PRIME Youth was at the LSE
Prof. Dr. Ayhan Kaya delivered a speech at the London School of Economics (LSE) European Studies in London titled “Nativist and Islamist Radicalism in Europe: Anger and Anxiety”. The Seminar was held both offline and online with the participation of more than fifty participants composed of post-doc students and scholars specialized in European Studies. The Seminar was moderated by Friedrich Püttmann, a PhD candidate at the LSE, and the discussant was Assoc. Prof. Dr. Katerina Dalacoura, professor of International Relations at the LSE’s Political Science Department.
Based on the findings of the ERC AdG research, Prof. Kaya challenged the scholarship that has so far studied European youth in ethno-culturally, and religio-politically divided separate clusters, such as “migrant-origin” and “native” youths. In his talk was an attempt to lay the groundwork by arguing that European youth respond differently to the challenges posed by contemporary flows of globalisation, such as deindustrialisation, structural exclusion, and socio-economic, political, spatial and psychological forms of deprivation and humiliation. Challenging the current uses of the term radicalism interchangeably with extremism, terrorism, fundamentalism, and violence, he too radicalism as a possible quest for the democratisation of democracies rather than a pathological issue. The talk was full of anecdotes from the field research to explain the malaise of both ‘native’ and ‘immigrant origin’ youth simultaneously through a single scientific lens by de-culturalising and de-religionising what is socio-economic, political, and psychological in substance.

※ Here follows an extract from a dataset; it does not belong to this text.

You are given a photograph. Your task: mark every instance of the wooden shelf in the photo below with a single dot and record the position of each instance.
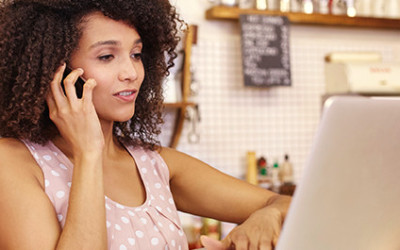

The discussant, Assoc. Prof. Katerina Dalacoura made her intervention by focusing on the socio-economic and local root causes of radicalisation of youth groups in Europe, and underlined the relational dynamics of the processes of co-radicalisation of European youth in the sample of the research, and asked Prof. Kaya to elaborate on that. In his answer, Prof. Kaya argued that co-radicalisation between Islamist and Islamophobist groups has become prevalent since 9/11, which had a deepening impact on the civilizational rhetoric across the world. There were a few questions from the audience about the translocality, temporality and historicity of the radicalisation processes in Europe, which were also responded to by Prof. Kaya.